Don't Buy The Lie

How do Magic 8 Balls, Quija boards, and Tarot cards work?

The Magic 8 Ball, of course, is sold in toy stores. It’s a sphere made to look like a billiard ball. It works like rolling a die, except that you shake it and the “die” floats to the top of the liquid inside so you can see what it says through a little window.

When you ask it questions and shake it, you get answers like “Yes,” “No,” and “I Don’t Know.” You could play the game without an 8 Ball by assigning the same answers to regular dice numbers and rolling them on the ground.

An Ouija (wee-gee) board is a “game” in which you also ask a question. You then determine the answer by having two people hold a pointer at the same time and allowing themselves to be “directed” in their movements around an alphabet on the board to spell out answers.

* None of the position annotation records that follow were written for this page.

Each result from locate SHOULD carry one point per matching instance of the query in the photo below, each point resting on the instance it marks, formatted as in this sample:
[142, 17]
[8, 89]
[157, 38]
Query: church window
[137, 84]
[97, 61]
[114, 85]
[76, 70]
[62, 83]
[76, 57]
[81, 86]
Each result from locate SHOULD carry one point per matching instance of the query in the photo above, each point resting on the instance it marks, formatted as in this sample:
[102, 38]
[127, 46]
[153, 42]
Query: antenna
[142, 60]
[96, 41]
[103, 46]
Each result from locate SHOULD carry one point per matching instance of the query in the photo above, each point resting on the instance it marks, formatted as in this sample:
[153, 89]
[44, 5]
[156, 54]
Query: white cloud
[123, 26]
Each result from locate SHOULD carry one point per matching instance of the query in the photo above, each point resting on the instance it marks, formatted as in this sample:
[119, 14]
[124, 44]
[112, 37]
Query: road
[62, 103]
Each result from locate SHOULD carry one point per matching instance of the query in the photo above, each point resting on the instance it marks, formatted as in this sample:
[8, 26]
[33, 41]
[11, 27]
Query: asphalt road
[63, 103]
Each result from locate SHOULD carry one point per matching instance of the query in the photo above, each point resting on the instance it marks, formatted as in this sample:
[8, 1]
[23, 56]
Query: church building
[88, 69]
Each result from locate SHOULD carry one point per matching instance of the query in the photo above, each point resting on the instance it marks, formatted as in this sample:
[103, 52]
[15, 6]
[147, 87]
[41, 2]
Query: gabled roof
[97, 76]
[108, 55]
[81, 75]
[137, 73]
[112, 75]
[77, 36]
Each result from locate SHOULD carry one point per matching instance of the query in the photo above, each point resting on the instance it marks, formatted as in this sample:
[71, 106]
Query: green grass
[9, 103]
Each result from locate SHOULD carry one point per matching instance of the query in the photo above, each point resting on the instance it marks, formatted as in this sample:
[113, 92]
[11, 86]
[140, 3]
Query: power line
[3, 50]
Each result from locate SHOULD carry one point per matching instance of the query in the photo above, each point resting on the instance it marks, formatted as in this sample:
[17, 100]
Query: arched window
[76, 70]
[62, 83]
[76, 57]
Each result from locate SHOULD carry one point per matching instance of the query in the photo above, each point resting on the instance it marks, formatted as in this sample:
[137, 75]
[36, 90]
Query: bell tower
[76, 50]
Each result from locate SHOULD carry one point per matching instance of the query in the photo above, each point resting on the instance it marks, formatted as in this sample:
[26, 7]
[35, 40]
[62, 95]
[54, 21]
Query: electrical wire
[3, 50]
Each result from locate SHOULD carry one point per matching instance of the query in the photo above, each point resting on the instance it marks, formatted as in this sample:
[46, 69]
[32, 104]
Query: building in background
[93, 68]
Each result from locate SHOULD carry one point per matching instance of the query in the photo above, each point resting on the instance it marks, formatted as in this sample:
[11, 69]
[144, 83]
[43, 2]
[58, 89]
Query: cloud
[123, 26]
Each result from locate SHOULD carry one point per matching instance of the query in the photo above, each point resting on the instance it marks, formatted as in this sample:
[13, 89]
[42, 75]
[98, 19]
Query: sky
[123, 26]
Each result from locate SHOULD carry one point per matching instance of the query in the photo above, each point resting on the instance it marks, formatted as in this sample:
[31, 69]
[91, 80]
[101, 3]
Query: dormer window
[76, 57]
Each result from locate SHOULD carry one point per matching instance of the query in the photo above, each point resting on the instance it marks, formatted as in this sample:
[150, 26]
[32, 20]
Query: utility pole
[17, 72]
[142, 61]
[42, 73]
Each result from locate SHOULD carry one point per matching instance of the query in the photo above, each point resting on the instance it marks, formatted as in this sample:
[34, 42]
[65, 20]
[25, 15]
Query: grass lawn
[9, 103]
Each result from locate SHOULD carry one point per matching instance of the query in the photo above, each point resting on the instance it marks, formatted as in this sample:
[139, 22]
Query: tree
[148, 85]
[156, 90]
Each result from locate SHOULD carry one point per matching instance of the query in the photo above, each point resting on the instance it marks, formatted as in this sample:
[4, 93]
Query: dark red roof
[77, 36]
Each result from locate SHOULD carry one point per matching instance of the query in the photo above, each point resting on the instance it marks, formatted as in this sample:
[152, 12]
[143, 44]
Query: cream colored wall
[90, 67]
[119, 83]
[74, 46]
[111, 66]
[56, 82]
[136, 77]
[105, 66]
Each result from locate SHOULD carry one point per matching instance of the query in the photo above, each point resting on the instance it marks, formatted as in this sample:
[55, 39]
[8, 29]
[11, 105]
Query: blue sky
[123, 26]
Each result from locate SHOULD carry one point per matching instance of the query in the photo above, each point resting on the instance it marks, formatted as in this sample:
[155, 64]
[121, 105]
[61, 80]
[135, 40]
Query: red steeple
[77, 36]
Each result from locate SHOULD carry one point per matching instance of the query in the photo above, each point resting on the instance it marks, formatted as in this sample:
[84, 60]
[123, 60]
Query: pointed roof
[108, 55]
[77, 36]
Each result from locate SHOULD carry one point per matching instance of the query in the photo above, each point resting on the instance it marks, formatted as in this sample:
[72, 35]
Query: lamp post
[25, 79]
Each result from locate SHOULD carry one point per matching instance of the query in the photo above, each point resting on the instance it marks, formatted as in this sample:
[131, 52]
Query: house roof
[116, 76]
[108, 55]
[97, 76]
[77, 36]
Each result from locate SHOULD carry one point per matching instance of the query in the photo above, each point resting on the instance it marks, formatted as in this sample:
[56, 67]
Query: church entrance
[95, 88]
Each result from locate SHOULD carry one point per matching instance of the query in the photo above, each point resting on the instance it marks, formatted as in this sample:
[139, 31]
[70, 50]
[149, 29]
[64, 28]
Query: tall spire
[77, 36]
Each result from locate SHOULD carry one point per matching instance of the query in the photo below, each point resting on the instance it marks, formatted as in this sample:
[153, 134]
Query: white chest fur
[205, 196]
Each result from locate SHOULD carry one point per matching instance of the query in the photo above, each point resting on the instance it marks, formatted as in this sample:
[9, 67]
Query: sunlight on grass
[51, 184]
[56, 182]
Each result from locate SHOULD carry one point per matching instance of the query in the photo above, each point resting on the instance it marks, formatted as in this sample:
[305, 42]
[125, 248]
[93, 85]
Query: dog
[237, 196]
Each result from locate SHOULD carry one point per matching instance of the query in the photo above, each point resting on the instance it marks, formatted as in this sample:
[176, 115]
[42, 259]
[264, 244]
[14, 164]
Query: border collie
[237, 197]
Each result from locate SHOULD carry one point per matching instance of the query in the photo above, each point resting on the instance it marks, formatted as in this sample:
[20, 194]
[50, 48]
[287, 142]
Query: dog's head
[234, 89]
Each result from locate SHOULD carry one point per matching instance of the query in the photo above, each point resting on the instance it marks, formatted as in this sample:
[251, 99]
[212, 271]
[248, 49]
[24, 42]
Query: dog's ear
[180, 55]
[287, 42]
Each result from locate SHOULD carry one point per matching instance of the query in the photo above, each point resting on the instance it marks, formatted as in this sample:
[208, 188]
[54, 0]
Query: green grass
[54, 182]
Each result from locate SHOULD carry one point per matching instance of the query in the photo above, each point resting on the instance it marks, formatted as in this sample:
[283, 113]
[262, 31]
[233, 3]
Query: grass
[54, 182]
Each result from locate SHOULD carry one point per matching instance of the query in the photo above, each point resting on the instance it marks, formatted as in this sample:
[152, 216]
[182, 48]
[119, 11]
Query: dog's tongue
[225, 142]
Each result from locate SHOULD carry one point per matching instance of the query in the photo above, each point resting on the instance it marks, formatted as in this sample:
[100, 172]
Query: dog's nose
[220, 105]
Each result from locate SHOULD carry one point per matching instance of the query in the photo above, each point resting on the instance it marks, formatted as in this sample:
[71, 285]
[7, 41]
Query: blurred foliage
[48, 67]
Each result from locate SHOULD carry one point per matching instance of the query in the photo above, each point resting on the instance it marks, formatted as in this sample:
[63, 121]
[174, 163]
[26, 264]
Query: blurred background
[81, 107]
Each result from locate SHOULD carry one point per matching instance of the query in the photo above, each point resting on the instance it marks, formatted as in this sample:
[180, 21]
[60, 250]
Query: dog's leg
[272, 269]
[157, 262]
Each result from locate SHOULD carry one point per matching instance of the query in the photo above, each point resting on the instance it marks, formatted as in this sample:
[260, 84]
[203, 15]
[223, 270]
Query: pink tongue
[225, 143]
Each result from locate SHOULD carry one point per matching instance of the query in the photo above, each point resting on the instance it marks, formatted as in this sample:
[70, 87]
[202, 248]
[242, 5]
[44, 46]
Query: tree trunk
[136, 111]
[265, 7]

Tarot cards are like large playing cards with certain images printed on them. Usually used by a psychic or fortune teller, they supposedly tell the future of a person being “read.” These are also easy to get in novelty shops or on the Internet.

None of these devices have any supernatural power on its own. None of them are known to work any more accurately than flipping a coin. However, consulting them for information about our lives or our future is just as futile and dangerous as going to a psychic or reading our horoscope.

When we look for real, supernatural information from sources other than God, Satan and his demons can use those things to deceive us. I’m not saying that spirits actually make the 8 Ball answer a certain way or take over the pointer on a Ouija board or direct which cards come up in a deck of Tarot. (Although, it’s possible for a demon to control a person using the tools.)

What I’m saying is that the very act of looking to those things for guidance shows that we’re not relying on God. And if we do it for real, we’re asking “other spirits” to guide our lives. That’s dangerous territory.